# Create a PowerPoint from Satellite Course Slides on ERDDAP

> History | Updated Mar 2025

## Introduction

This tutorial shows how to **retrieve Satellite Course Slide data from a private ERDDAP server**, process it in Jupyter Notebook, and **generate a PowerPoint presentation**.

## Resources

In order to run this tutorial, you will need:

- Python 3

- Jupyter Notebook

- Internet Connection

- Microsoft PowerPoint

## Load Required Packages

In [None]:
import os
import requests
import subprocess
import urllib
import pandas as pd
from io import BytesIO
from pptx import Presentation
from pptx.util import Inches, Pt
from PIL import Image
import time
import pickle  # To store/reuse cookies
import concurrent.futures  # For parallel downloads
from selenium import webdriver
from webdriver_manager.chrome import ChromeDriverManager
ChromeDriverManager().install()
from selenium.webdriver.chrome.service import Service as ChromeService
from selenium.webdriver.chrome.options import Options

## Make Some Useful Functions

def get_browser_cookies(url):
    """
    Retrieve cookies from the browser using Selenium.

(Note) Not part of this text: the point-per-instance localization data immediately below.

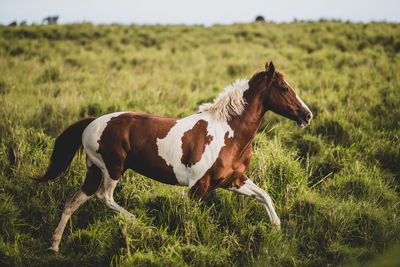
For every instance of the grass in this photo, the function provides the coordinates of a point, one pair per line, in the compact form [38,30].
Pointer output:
[335,184]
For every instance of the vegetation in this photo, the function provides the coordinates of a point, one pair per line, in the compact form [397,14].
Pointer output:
[335,184]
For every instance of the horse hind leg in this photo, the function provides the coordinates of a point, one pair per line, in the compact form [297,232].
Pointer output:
[106,191]
[89,187]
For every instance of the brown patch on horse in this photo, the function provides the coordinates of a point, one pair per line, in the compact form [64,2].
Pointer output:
[194,143]
[130,141]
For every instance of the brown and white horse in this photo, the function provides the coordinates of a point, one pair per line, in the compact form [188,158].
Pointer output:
[207,150]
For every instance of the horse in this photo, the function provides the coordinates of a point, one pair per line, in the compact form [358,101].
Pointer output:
[204,151]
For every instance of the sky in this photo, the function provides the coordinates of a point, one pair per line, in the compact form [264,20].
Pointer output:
[205,12]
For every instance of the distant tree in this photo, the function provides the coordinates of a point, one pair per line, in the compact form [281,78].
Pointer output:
[50,20]
[260,18]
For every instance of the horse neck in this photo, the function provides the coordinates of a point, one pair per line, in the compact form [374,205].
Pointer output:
[246,124]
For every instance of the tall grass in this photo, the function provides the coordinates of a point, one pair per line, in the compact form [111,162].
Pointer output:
[335,184]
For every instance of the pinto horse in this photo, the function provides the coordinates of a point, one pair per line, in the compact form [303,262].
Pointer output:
[205,151]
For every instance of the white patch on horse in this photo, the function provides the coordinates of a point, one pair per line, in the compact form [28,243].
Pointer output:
[299,99]
[91,137]
[170,147]
[229,103]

    The function opens a Google Chrome browser, navigates to the
    specified login URL, and waits for the user to manually log in.
    Once logged in, it extracts cookies from the browser session
    and formats them into a string suitable for HTTP headers.

    Args:
        url (str): The login URL of the website requiring authentication.

    Returns:
        str: A formatted string containing cookies to be used in HTTP requests.

    Raises:
        ValueError: If no cookies are retrieved, possibly due to
        insufficient sleep time or an imcompatible/missing WebDriver.

    """

    # Set Chrome options to suppress automation messages
    chrome_options = Options()
    chrome_options.add_argument(
        "--disable-blink-features=AutomationControlled"
    )  # Disable automation message
    chrome_options.add_experimental_option(
        "excludeSwitches", ["enable-automation"]
    )  # Hide "Chrome is controlled" message
    chrome_options.add_experimental_option(
        "useAutomationExtension", False
    )  # Disable the default automation extension

    # Start the Chrome browser using webdriver-manager
    driver = webdriver.Chrome(
        service=ChromeService(ChromeDriverManager().install()),
        options=chrome_options,
    )

    try:
        # Navigate to the login page
        driver.get(url)

        # Wait for the user to complete login (adjust time as needed)
        time.sleep(60)

        # Retrieve cookies from the browser session
        cookies = driver.get_cookies()

        # Verify cookies were retrieved successfully
        if not cookies:
            raise ValueError(
                "No cookies retrieved. Possible causes:\n"
                "- Insufficient sleep time; try increasing the sleep duration.\n"
                "- Incompatible or missing WebDriver for Chrome."
            )

        # Format cookies for session headers
        formatted_cookies = "; ".join(
            [f"{cookie['name']}={cookie['value']}" for cookie in cookies]
        )
        print("Cookies Retrieved. Attempting to Access ERDDAP Dataset..")

    finally:
        # Close the browser
        driver.quit()

    return formatted_cookies

In [None]:
def get_browser_cookies(url):
    chrome_options = Options()
    chrome_options.add_argument("--no-sandbox")
    chrome_options.add_argument("--disable-dev-shm-usage")
    chrome_options.add_argument("--disable-gpu")
    chrome_options.add_argument("--headless")  # Needed in no-GUI Binder
    chrome_options.add_argument("--window-size=1920x1080")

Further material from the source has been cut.